Shixuan Liu, Ph.D., Assistant Professor of Neuroscience and in the Peter O’Donnell Jr. Brain Institute, has been selected as a 2026 Alfred P. Sloan Research Fellow in Neuroscience. Providing $75,000 over two years, the highly competitive fellowships are awarded annually to early-career researchers whose creativity, innovation, and research accomplishments distinguish them as the next generation of leaders. She is the ninth UTSW Sloan Research Fellow.

“Dr. Liu has performed foundational work to establish a new seasonal primate model, the mouse lemur, which provides a perfect model for the study of the circannual clock,” said Joseph Takahashi, Ph.D., Chair and Professor of Neuroscience, who nominated Dr. Liu for the award.

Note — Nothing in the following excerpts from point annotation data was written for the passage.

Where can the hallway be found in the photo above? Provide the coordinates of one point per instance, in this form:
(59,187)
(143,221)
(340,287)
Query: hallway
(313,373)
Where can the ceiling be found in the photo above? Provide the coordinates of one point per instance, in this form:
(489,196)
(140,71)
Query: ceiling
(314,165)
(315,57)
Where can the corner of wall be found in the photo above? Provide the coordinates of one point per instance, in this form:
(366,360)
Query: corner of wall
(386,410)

Trained as a systems biologist, Dr. Liu earned a bachelor’s degree in biology from Peking University followed by a Ph.D. in molecular genetics from the University of Toronto. As a Wu Tsai Neuroscience Interdisciplinary Postdoctoral Scholar at Stanford University, she pioneered the development of the mouse lemur as a new primate model organism. Dr. Liu was recruited to UT Southwestern in 2025 as a Cancer Prevention and Research Institute of Texas (CPRIT) Scholar.

The Liu Lab is currently using the mouse lemur model to study major unresolved problems that are inadequately represented in traditional model systems, including seasonal rhythms, neurodegeneration, and cancer immunology.

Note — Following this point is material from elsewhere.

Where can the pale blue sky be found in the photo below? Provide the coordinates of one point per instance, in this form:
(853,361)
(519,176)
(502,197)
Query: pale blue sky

Among the smallest primates, mouse lemurs share many of the practical advantages of laboratory mice, including rapid reproduction and short generation times, but they are genetically closer to humans. They also exhibit striking annual cycles of body weight, torpor, and gonadal development, and maintain robust seasonal rhythms in lab colonies. These traits make them an ideal model for studying the circannual clock, a biological timekeeping mechanism that regulates seasonal behaviors and physiology, Dr. Liu said.

Seasonal rhythms such as hibernation, migration, and reproduction are widespread in nature. Humans also show seasonal changes in mood, sleep, and the risk of many diseases, ranging from neurological and psychiatric disorders to cardiovascular conditions. However, the biological mechanisms that allow the brain and body to track the seasons remain largely unknown. Dr. Liu and her team hope to uncover the molecular basis of the seasonal clock, an internal timing system that enables organisms to anticipate and adapt to seasonal changes, she said.

“Seasonal rhythms remain a major unresolved area in fundamental biology. Our research aims to lay a mechanistic foundation for understanding how long-term biological rhythms shape brain function, physiology, and behavior, and why many diseases worsen at specific times of year,” she explained.